Eating disorders are actually psychologically rooted in a profound and painful sense of not being good enough, of being so inadequate at everything you do, of being lesser-than, of being undeserving and unworthy. All of this of course exists in the wake of genetic predisposition, life experience (e.g. trauma), and vulnerability. With that said, there is really no logical way to assume that any particular group of people is more or less immune to this illness.
We need to stop simplifying the development of eating disorders to an issue of social beauty standards. Not only is this inaccurate, but it is dismissive of many of the compounding experiences that queer women, including myself, have encountered (e.g. sexual abuse, trauma, classism, heterosexism, racism, etc.)
Let’s start a dialogue. Together. We have to address the compounding experiences, the unique stressors, and the nuances of experiences with sensitivity. To ensure successful and long term recovery, everyone deserves to feel affirmed and empowered in treatment.

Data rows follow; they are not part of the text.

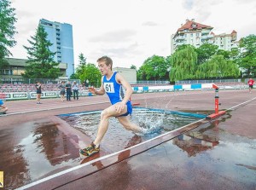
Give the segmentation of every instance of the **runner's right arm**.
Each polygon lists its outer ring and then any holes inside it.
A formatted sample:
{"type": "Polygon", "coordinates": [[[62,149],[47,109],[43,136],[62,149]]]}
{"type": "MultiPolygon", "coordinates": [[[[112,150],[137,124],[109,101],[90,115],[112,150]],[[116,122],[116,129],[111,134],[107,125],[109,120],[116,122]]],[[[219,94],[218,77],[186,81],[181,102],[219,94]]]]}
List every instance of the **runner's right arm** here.
{"type": "Polygon", "coordinates": [[[96,94],[96,95],[102,95],[105,94],[105,89],[104,89],[104,87],[103,87],[103,77],[102,78],[102,85],[101,85],[101,88],[99,90],[96,90],[93,86],[91,87],[89,87],[88,88],[89,91],[93,93],[93,94],[96,94]]]}

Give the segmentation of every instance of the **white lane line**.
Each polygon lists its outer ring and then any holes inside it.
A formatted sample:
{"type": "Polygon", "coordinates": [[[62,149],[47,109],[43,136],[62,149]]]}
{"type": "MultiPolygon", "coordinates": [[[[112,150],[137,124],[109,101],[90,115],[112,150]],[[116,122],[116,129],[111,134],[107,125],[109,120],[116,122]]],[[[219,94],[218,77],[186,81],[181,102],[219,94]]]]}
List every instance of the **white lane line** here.
{"type": "Polygon", "coordinates": [[[96,101],[96,102],[86,103],[86,104],[76,104],[76,105],[63,106],[63,107],[51,107],[51,108],[44,108],[44,108],[43,109],[30,109],[28,111],[11,112],[11,113],[4,114],[4,115],[0,115],[0,117],[9,116],[9,115],[23,114],[23,113],[34,112],[55,110],[55,109],[61,109],[61,108],[68,108],[68,107],[74,107],[90,106],[90,105],[96,105],[96,104],[104,104],[104,103],[108,103],[108,102],[109,102],[108,101],[96,101]]]}
{"type": "Polygon", "coordinates": [[[226,109],[226,111],[229,111],[229,110],[234,110],[234,109],[236,108],[237,107],[240,107],[240,106],[241,106],[241,105],[247,104],[247,103],[248,103],[248,102],[250,102],[250,101],[254,101],[254,100],[256,100],[256,97],[254,97],[254,98],[253,98],[253,99],[251,99],[251,100],[249,100],[249,101],[244,101],[244,102],[242,102],[242,103],[241,103],[241,104],[238,104],[238,105],[236,105],[236,106],[235,106],[235,107],[230,107],[230,108],[229,108],[229,109],[226,109]]]}

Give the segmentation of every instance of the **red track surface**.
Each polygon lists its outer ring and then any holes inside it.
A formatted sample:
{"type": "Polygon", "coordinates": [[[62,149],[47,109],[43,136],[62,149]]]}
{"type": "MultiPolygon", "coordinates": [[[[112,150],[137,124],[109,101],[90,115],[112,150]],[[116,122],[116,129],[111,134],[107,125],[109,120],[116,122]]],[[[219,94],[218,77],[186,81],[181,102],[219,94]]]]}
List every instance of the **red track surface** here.
{"type": "MultiPolygon", "coordinates": [[[[129,147],[119,153],[112,153],[108,145],[102,145],[101,153],[81,160],[81,164],[76,166],[66,163],[77,160],[79,147],[91,140],[55,115],[103,109],[109,105],[106,96],[82,97],[70,102],[48,99],[42,100],[42,105],[35,101],[8,101],[9,114],[0,117],[0,170],[4,171],[5,187],[255,189],[255,95],[254,91],[221,90],[220,109],[235,107],[225,115],[148,141],[139,143],[134,139],[129,147]],[[40,130],[38,124],[44,124],[40,125],[40,130]],[[34,141],[41,144],[36,143],[38,147],[33,149],[28,136],[38,137],[34,141]],[[52,142],[58,146],[51,147],[52,142]],[[31,154],[25,154],[29,153],[27,150],[32,151],[31,154]],[[36,158],[38,153],[45,158],[36,158]],[[29,155],[38,163],[45,159],[51,169],[40,176],[41,170],[32,165],[29,155]]],[[[133,95],[132,101],[140,107],[214,112],[213,90],[133,95]]]]}

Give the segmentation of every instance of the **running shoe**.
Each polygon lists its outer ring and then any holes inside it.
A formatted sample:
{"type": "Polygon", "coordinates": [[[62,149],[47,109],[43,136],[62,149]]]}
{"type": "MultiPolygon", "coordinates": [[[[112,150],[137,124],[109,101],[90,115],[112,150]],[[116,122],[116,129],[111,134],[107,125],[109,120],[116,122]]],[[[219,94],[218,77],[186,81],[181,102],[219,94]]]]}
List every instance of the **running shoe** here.
{"type": "Polygon", "coordinates": [[[99,152],[100,152],[100,146],[96,147],[93,142],[91,142],[90,145],[88,146],[87,147],[84,149],[80,149],[80,154],[86,157],[91,156],[92,154],[95,154],[99,152]]]}

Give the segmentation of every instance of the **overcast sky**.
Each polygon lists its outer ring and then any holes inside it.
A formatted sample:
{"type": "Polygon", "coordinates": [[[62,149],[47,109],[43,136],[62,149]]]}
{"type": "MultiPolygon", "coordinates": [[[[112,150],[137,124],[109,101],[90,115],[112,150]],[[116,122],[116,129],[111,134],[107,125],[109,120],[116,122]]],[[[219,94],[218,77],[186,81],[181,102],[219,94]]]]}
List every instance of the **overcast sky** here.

There is an urgent need for people to offer space for marginalized voices in the eating disorder world. Try not to talk for us or about us. Try to compassionately learn from us, ask about our experiences, our opinions, our voices, our needs. Learning from us will be essential for improving health care that is accessible to the LGBTQ population, and will enable us to work together more symbiotically, rather than constantly resisting a harsh “us versus them” dichotomy.
In kind of an intentionally botched effort to speak only for myself, I feel confident that I, and many of my other LGBTQ marginalized folx, are creative and powerful and insightful and strong and knowledgeable. We know what we need for our healing. We are the experts of our own experiences and of our lives. So please encourage us to be those experts. Include us and listen to our voices.